Дальше Лиза не стала слушать. Наверно потому что поверила. Это был последний Лизин школьный день”.

Из-за чего учителя так возненавидели Лизу? Быть может, из за чувства ущемлённости – всё-таки бабушка и дедушка Лизы имели профессорские звания, а её мать, не смотря на трагическую судьбу, когда-то, пусть недолго, но была блистательной актрисой. Отчасти. Но это не главное – главным было то, что они чувствовали всю свою низость и ничтожность на фоне сильного духа и невинной чистоты хрупкой Лизы, именно это они так долго и безуспешно пытались сломить. И не смогли. Но им удалось разрушить её хрупкую душу. Они выплеснули ведро грязи на лазоревую акварель самого дорогого для Лизы образа – образа её матери. Краски потекли и потускнели, образовав какую-то серую мутную пустоту. И то же самое произошло с разумом Лизы.

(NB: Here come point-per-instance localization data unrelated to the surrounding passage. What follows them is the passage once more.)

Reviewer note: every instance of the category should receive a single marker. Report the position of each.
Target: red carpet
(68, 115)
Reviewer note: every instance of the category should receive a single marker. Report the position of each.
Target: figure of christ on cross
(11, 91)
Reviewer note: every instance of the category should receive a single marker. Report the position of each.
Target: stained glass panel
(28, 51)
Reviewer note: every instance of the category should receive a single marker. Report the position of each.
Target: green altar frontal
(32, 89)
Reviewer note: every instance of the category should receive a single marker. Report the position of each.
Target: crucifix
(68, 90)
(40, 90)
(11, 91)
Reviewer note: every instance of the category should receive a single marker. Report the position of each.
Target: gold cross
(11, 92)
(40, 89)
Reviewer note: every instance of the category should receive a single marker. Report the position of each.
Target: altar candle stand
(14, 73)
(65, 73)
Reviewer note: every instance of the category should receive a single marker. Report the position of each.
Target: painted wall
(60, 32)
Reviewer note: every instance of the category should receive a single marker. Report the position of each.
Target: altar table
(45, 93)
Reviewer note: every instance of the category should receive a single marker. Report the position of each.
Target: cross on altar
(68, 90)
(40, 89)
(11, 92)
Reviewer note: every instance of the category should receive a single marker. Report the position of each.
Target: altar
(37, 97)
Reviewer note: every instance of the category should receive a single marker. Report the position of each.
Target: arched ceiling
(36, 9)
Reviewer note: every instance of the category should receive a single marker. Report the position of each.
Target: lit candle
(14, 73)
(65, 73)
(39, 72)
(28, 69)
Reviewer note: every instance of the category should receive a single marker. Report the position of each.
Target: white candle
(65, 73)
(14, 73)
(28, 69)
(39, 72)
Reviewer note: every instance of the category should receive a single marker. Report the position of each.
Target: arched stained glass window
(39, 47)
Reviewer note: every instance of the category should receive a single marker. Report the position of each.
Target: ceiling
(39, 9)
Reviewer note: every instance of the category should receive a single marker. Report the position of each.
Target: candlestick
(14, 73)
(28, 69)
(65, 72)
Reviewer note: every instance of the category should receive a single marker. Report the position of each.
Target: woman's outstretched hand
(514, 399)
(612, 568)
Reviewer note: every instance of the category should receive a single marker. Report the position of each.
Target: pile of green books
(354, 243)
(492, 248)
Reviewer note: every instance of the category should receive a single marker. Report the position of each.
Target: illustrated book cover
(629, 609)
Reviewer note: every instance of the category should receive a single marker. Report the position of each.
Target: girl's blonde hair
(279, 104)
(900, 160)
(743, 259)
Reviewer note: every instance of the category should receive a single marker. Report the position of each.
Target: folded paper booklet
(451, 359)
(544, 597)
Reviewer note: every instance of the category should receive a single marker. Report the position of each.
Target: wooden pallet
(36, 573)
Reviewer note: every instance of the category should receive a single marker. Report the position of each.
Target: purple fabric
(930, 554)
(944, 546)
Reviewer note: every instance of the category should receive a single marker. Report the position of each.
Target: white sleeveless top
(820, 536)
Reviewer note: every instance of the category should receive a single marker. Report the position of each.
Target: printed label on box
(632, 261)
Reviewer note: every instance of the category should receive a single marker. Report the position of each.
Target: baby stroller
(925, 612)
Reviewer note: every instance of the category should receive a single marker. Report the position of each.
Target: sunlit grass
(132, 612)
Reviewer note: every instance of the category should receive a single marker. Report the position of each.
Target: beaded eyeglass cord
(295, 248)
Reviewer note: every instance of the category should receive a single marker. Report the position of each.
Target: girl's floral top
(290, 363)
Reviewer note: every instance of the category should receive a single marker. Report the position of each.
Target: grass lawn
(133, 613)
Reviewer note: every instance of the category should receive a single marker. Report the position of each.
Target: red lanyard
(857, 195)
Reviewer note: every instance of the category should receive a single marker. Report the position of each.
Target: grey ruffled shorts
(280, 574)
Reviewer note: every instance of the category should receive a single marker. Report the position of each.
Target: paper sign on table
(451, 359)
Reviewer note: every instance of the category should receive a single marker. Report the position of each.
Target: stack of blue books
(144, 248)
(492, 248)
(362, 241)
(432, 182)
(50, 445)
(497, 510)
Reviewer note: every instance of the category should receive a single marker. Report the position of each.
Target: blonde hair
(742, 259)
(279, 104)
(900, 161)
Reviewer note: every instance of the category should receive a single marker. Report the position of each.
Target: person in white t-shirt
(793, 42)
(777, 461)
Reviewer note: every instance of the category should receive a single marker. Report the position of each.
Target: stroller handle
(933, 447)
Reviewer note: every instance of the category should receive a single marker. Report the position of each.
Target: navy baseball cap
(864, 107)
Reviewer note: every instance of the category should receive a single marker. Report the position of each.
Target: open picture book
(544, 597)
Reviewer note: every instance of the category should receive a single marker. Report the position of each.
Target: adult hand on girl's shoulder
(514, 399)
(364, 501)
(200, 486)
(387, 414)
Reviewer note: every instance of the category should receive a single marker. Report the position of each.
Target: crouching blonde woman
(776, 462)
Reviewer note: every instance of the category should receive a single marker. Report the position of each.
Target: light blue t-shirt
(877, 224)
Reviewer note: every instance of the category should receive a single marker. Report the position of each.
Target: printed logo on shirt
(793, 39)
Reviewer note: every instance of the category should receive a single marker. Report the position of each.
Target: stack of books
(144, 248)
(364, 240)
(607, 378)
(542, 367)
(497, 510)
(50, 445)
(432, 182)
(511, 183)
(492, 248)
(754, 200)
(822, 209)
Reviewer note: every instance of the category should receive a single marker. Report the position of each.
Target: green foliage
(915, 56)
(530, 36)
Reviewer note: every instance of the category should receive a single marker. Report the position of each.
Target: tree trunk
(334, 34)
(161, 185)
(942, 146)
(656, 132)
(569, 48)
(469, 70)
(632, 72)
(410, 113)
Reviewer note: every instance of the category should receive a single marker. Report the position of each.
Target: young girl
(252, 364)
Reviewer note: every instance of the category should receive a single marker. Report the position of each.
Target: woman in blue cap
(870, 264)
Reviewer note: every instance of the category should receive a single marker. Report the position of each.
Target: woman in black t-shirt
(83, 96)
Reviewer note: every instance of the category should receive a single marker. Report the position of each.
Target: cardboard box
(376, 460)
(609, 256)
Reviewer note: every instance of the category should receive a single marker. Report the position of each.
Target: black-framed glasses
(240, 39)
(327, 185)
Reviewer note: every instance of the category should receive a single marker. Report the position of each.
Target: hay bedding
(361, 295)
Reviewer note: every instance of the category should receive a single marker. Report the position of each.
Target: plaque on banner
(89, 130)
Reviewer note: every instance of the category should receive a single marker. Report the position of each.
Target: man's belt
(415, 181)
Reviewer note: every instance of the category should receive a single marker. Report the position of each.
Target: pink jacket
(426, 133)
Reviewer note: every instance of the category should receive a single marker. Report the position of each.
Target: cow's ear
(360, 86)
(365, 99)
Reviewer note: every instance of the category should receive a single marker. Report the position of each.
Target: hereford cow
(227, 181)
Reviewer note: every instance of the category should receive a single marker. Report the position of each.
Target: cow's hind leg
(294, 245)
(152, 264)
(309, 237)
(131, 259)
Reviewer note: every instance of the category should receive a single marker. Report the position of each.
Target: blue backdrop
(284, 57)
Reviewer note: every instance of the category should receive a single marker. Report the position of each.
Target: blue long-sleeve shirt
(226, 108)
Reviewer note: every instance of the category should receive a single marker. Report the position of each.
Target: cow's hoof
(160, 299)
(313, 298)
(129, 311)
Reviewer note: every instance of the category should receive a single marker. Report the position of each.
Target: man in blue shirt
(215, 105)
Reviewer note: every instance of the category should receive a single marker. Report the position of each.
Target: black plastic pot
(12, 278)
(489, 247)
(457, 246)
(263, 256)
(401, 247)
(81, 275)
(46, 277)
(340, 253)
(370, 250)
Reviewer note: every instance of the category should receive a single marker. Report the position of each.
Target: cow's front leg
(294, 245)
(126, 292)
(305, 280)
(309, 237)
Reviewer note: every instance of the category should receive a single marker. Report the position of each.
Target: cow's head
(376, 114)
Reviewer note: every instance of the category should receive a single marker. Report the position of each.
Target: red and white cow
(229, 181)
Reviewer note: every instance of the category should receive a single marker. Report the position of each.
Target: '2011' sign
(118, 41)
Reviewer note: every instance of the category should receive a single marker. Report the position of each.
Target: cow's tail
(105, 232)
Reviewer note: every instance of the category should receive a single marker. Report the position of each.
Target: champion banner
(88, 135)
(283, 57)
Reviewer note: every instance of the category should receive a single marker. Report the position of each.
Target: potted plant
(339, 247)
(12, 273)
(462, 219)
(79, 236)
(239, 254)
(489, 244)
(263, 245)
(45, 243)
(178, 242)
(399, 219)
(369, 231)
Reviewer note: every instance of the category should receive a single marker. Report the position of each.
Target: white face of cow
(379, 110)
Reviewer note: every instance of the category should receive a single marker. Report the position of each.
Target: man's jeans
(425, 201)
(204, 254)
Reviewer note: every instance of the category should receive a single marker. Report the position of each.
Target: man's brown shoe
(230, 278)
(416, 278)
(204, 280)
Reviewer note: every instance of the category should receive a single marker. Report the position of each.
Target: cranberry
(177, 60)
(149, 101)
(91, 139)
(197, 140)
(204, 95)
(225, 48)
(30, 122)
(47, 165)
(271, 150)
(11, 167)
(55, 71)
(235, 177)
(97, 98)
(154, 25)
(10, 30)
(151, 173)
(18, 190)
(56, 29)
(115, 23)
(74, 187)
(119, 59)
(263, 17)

Почему же у рассказов Яны Московской трагический конец обязателен – как неотвратимая обречённость? Даже в рассказе “Полёт Валькирии”, где главная героиня излечивается от душевной надломленности, обретая своё счастье с молодым поэтом, но ведь обретает в сорокалетнем возрасте! Да и неизвестно, как долго продлится их счастье…

В рассказах Яны Московской – трагедия – понятный и ожидаемый финал. Как, впрочем, и в жизни, в которой редко встретишь голливудский Happy End.

Однажды, писательнице бросили упрёк: “Ваша проза слишком жизненна”. Если честно, мне кажется, что лучшего комплимента для прозаика измыслмить невозможно. Жизненность. И смелость – работать с такой тонкой материей, как душа человека – очень сложно – одна ошибка, и сразу почувствуется фальшь. Произведение разрушится как карточный домик. Но нет, – все рассказы писательницы исполнены на высшем уровне, с тончайшим пониманием человеческой психологии, психологии трагедии внутреннего мира личности. Благодаря мастерству. Благодаря дару или проклятию – умению пропустить через себя чужую боль. Сверхзадача, которую ставит перед собой автор – обратить внимание на боль души другого человека, сделать этот мир лучше, пусть неисполнимая, но без Сверхзадачи настоящий поэт и писатель невозможен. Уникальность. В рассказах Яны Московской есть всё то, что позволяет говорить о ней, как о явлении в русской литературе. Конечно, “немодном”, не позволяющим получать многотысячные гонорары за книжечки в глянцевых обложках, не дающим сомнительную возможность стать Калифом на час. Но, тем не менее, проза Яны Московской говорит о том, что в русскую литературу нового поколения начинает возвращаться душа. И что может быть важнее этого?